This additional funding will increase the Georgia Department of Transportation’s capital construction budget by 58%, double state aid to local governments for transportation improvements, and support critical projects such as the expansion of Interstate 16 and upgrades to Georgia 365 in Northeast Georgia.
Georgia’s proactive approach to infrastructure is evident in its top national rankings, including having the best-maintained bridges in the country. The state’s focus on expanding roadway capacity is vital to accommodate its growing population and rising freight demands. Georgia leads the nation in clean tech project announcements since the Inflation Reduction Act of 2022, attracting approximately $22 billion in investments expected to create 24,000 jobs in the EV and battery sectors.
Other key infrastructure investments enhancing Georgia’s competitiveness include the recently completed expansion of the Plant Vogtle Nuclear Complex near Augusta. With the completion of Units 3 and 4 last year—the first new reactors built in the U.S. in over 30 years—Vogtle has become the nation’s largest clean energy provider. The facility now generates approximately 30 million megawatt-hours of electricity annually, meeting the increasing power demands from new industries, a growing network of data centers, and a state population that grows by over 100,000 residents each year.
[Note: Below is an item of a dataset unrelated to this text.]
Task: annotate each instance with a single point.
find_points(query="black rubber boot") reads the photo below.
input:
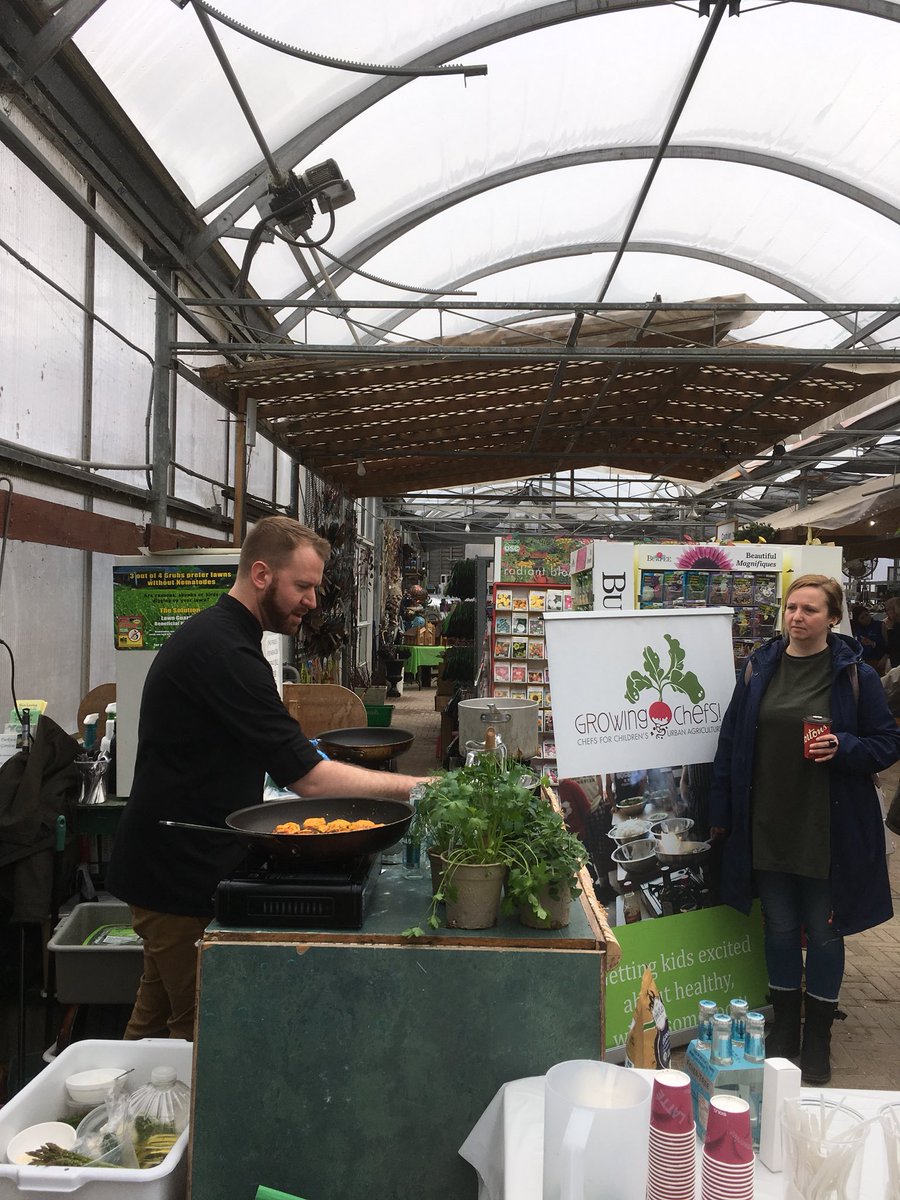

Georgia has emerged as a major hub for electric vehicle (EV) and battery manufacturing. Hyundai’s $7.6 billion investment in its Metaplant America facility in Ellabell, just south of Savannah, will generate up to 8,500 permanent jobs and produce 300,000 EVs annually. The plant has attracted numerous suppliers to the greater Savannah area and along the I-16 corridor toward Macon, further solidifying Georgia’s position as a leader in the evolving clean energy economy. The first vehicles—a 2025 Hyundai IONIQ 5—will roll off the assembly line this fall.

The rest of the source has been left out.